Más adelante agrega: 

“Excitada, te habías deslizado hacia delante y, ya en el borde de la taza, recostaste la espalda en el tanque de agua a fin de emplear ambas manos. Despejaste la fronda y mostraste los labios alargados. Y entonces presionaste hacia arriba con fuerza, respirando entre rarísimos crujidos mugientes. Tu clítoris era un cilindro rosado con vesículas oscuras. No se trataba de un característico microglande, sino más bien de un genuino tentáculo en cuya punta redondeada había una abertura en forma de boquita”.

Pienso ahora en una compañía productora de juguetes sexuales autodenominada Necronomicox. Allí se fabrican dildos de 11 y 12 pulgadas con una multitud de hervorosos tentáculos. 

Imaginé a la mujer a quien Yassiel Rivas le explicaba qué era Verona Rupes. Se había adormecido con la cabeza derrumbada hacia su hombro derecho. A esta visión sumé un siseo como de agua hirviendo. La boquita del clítoris tentacular estaba vibrando. 

“Oye, escritor… ¿me escuchas?”, dijo la boquita. 

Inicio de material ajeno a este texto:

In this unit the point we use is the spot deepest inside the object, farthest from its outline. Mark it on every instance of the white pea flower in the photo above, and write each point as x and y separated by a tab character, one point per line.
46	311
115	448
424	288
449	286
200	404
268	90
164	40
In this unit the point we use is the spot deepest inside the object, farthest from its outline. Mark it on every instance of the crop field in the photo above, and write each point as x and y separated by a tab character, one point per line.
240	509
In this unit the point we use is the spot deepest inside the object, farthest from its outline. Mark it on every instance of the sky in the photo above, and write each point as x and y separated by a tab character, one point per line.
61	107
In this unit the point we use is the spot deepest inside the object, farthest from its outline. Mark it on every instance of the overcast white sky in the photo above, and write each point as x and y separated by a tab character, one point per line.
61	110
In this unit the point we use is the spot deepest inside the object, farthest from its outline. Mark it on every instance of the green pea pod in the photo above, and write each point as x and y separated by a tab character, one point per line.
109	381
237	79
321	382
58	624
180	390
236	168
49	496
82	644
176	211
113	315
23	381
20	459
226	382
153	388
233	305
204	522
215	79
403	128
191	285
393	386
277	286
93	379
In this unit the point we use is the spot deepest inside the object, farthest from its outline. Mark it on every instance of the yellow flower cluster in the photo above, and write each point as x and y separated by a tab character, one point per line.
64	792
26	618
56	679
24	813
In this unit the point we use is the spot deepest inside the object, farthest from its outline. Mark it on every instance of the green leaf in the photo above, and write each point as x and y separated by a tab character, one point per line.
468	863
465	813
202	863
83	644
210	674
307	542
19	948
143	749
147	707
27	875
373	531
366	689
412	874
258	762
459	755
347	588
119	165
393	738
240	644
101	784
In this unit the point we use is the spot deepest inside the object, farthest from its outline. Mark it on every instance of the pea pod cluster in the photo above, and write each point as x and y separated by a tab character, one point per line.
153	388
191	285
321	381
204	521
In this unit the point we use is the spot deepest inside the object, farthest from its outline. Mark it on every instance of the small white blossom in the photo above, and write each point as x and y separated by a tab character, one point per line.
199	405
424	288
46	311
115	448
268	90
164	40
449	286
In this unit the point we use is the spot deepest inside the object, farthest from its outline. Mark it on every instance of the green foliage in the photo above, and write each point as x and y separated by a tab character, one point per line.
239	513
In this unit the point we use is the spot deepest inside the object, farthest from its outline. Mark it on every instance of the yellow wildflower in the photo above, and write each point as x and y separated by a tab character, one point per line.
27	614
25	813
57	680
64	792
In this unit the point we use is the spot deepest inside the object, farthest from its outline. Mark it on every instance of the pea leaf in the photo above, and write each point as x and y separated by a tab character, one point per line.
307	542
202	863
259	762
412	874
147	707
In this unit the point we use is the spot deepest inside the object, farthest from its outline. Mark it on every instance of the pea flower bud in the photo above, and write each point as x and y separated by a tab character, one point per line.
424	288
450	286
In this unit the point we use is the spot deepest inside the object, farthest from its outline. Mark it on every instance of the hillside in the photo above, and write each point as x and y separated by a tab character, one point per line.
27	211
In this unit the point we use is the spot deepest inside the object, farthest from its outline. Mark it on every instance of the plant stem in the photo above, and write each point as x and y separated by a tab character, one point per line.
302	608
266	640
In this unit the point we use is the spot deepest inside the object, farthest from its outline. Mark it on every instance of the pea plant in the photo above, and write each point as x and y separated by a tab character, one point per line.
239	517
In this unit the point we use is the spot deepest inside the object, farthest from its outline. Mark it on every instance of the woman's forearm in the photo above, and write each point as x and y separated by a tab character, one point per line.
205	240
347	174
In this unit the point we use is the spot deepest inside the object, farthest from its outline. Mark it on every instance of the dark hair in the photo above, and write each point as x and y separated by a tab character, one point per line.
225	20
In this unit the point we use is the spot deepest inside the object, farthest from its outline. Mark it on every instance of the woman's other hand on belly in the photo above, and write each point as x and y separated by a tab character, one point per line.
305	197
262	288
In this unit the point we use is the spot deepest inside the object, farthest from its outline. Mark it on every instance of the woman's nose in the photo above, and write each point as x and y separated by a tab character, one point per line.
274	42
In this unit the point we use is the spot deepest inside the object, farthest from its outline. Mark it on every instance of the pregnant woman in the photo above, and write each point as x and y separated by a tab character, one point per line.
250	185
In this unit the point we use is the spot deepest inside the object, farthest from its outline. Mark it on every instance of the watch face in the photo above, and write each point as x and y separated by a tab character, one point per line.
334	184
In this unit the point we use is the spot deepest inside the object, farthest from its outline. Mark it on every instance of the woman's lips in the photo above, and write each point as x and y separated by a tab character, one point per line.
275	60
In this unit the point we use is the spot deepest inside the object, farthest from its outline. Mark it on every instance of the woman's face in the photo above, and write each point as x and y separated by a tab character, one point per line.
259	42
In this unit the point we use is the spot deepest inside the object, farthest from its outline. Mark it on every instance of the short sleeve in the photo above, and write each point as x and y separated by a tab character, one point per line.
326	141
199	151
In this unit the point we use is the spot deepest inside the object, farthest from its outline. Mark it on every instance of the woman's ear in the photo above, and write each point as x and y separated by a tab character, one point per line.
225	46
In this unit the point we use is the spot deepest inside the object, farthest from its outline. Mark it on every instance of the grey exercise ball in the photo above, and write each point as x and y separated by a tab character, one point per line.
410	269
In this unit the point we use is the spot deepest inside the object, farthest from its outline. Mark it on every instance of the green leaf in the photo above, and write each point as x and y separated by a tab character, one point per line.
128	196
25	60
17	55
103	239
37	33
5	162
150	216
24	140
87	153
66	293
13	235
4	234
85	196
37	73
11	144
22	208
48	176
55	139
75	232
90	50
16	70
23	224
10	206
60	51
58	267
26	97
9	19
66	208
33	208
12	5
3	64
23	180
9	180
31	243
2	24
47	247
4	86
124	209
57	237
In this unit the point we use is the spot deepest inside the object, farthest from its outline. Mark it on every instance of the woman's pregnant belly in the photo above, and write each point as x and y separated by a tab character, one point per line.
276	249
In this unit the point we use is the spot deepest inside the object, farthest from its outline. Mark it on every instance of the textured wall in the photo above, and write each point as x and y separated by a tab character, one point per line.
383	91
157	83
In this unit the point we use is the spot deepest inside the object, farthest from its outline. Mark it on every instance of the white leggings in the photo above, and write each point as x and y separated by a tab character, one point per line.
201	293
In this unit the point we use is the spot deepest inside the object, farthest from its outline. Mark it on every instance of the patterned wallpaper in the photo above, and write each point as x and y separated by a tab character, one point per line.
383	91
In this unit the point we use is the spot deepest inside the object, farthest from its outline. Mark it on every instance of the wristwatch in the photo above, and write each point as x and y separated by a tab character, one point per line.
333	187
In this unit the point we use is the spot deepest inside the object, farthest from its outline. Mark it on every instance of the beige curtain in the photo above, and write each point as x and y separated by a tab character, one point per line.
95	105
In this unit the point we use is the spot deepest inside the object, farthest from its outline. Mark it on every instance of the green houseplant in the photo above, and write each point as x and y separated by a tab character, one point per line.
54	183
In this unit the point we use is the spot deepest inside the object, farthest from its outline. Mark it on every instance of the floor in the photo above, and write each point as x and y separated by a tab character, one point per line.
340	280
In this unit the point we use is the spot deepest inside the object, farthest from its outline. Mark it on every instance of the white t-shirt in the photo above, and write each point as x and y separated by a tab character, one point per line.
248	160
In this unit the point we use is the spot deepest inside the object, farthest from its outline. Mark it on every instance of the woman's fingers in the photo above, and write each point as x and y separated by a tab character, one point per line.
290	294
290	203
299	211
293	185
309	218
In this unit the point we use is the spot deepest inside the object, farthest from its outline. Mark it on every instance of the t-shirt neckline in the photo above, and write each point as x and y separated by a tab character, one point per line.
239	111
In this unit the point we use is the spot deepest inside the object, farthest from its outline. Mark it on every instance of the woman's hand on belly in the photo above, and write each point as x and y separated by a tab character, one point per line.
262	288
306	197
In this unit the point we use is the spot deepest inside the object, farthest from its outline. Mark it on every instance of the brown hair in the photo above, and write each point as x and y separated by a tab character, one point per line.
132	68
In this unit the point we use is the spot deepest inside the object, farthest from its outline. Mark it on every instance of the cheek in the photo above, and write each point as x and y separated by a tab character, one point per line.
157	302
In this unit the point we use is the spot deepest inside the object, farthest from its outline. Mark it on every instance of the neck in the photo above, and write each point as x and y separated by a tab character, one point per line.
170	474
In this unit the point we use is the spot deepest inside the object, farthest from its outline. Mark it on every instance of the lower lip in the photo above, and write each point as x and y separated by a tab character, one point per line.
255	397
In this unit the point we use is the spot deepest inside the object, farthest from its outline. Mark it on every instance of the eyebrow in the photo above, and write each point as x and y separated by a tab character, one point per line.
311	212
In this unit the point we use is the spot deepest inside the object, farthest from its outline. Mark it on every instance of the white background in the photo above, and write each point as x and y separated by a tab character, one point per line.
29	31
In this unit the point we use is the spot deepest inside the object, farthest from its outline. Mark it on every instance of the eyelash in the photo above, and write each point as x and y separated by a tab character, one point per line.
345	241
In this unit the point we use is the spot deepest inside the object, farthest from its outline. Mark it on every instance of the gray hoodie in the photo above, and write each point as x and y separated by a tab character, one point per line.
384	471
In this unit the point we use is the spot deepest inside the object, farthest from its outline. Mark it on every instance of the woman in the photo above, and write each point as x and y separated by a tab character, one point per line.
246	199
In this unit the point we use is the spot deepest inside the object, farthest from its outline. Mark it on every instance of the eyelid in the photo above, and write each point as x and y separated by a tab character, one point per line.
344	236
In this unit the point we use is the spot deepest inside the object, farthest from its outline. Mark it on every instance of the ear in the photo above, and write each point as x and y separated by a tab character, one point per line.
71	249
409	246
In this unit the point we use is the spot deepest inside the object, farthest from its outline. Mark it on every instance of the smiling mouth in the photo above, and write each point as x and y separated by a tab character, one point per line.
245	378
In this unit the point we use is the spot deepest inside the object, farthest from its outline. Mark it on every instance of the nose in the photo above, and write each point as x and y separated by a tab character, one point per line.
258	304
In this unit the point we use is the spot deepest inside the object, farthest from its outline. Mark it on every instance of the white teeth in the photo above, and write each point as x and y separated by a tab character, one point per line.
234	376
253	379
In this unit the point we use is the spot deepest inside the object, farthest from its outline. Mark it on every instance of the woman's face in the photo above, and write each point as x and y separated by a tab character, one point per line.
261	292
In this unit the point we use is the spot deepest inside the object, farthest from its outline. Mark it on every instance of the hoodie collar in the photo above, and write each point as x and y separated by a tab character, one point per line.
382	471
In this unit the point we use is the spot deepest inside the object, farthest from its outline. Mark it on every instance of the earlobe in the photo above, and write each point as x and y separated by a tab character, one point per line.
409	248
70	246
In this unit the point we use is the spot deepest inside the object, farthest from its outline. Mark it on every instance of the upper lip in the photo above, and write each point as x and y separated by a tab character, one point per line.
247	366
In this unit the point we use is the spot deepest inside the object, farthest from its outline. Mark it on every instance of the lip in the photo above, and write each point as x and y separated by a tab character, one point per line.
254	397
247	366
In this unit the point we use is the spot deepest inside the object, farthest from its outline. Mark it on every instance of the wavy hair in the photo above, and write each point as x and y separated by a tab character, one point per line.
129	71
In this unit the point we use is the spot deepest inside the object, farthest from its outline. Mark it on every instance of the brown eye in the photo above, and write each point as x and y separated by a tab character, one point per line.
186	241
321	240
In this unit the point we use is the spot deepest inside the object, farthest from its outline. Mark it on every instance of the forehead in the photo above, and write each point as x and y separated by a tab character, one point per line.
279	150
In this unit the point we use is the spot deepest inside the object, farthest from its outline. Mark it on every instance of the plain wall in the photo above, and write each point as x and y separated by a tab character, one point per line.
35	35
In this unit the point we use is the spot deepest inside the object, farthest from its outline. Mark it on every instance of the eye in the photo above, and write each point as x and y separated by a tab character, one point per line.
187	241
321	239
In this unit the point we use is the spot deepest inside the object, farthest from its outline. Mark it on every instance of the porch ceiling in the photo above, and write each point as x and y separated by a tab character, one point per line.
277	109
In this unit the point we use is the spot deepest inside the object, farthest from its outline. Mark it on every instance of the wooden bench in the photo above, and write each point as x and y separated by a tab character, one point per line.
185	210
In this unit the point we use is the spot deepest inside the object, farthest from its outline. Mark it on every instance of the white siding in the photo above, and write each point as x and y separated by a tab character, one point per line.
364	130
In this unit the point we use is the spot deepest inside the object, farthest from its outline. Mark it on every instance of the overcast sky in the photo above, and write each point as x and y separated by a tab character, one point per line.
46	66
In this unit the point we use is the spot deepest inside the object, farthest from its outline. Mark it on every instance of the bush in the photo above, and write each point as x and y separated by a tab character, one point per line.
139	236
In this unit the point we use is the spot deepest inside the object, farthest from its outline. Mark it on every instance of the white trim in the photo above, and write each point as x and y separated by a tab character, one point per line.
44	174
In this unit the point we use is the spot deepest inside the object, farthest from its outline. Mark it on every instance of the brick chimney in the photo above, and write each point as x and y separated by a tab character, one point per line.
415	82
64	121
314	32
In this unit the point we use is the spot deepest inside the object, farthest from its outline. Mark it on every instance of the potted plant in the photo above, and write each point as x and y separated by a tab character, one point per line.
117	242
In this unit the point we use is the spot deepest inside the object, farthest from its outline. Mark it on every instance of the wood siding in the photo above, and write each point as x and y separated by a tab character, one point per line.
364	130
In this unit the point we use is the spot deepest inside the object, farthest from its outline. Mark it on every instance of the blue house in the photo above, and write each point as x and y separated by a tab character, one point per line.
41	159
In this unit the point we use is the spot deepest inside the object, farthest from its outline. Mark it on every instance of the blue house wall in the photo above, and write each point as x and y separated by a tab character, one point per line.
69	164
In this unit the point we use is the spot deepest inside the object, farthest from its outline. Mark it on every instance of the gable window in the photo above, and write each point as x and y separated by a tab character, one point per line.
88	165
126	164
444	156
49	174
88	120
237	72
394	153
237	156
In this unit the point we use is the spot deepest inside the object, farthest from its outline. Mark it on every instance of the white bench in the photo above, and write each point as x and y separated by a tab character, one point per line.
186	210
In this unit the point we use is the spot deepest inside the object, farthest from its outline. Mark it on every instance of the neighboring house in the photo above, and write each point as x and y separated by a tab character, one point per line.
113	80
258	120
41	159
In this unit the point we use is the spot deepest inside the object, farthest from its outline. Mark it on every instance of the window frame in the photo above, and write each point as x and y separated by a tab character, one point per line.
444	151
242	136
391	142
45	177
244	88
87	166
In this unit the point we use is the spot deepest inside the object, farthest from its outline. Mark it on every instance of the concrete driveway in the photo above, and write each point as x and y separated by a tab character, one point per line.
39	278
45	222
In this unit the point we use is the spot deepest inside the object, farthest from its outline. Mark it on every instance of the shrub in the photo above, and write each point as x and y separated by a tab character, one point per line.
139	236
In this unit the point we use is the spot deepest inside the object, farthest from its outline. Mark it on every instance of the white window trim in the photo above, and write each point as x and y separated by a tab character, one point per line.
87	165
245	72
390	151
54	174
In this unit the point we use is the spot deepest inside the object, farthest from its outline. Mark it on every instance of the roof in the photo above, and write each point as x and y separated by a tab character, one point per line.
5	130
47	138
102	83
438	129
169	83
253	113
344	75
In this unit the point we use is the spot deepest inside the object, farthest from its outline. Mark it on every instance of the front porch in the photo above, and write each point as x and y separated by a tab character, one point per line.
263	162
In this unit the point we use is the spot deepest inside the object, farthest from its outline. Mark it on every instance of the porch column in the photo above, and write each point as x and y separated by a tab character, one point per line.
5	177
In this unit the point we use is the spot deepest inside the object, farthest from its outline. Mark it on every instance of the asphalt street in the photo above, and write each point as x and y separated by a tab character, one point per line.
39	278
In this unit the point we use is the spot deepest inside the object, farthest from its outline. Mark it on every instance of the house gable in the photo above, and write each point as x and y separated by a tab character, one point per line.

No hay que dar crédito a estas cosas ni ponerse nervioso a causa de algo tan efímero como una manifestación de lo espectral, pero la voz repetía su pregunta sin abandonar aquel siseo turbulento.

“Te escucho”, admití. El rostro de la mujer producía una sensación de desamparo recóndito. “Ahora vivo aquí… es algo pasajero”, aclaró la voz. “¿Quién eres?”, me atreví a preguntar. “H. P. Lovecraft”, precisó. “¿Lovecraft?”, dudé. “No te asombres, estaré castigado aquí por unos meses y mientras el COVID-19 no se transforme en algo más feo… después me iré a vivir dentro de un calamar gigante que merodea por las costas de Bali”, explicó.

¿Castigado? La novia del muy blanco Yassiel Rivas era una talentosa y bella mulata de aspecto nubio. Lovecraft, un supremacista, se había comportado ochenta y tantos años atrás como el más racista de todos los racistas. Sobre el sexo interracial llegó a decir que era un fenómeno desagradable y melancólico. 

Alguien lo había desterrado allí, en aquella raja vigorosa y heroica.

Me contó Lovecraft que el poderoso Atum-Baar, Príncipe de los Animales, lo había condenado a vivir dentro de varios. Y todo a causa de esas historias suyas donde la animalidad se encuentra en íntima relación con un mundo sombrío de atrocidades repulsivas y miserias espantosas. 

“¿Y Cthulhu? Seguro sabes algo de Cthulhu”, aproveché para indagar. Él era H. P. Lovecraft, ¿no? 

“El océano más inescrutable no le gana al espacio abisal del corazón”, contestó. 

“Cthulhu no existe”, afirmé decepcionado. 

“Existe, pero en el fondo del corazón”, porfió antes de callarse. 

“Jamás imaginé que todo eso fuera tan sólo una metáfora romántica”, observé amargamente.

Vislumbré a la mujer otra vez. ¿Soñé acaso que ella empezaba a despertar con perezosa lentitud? Dicen que la COVID-19 despoja a los enfermos de sus fuerzas

“¿Por fin vas a mamarme el bollo?”, preguntó al final.“Cuando la epidemia acabe”, resolví.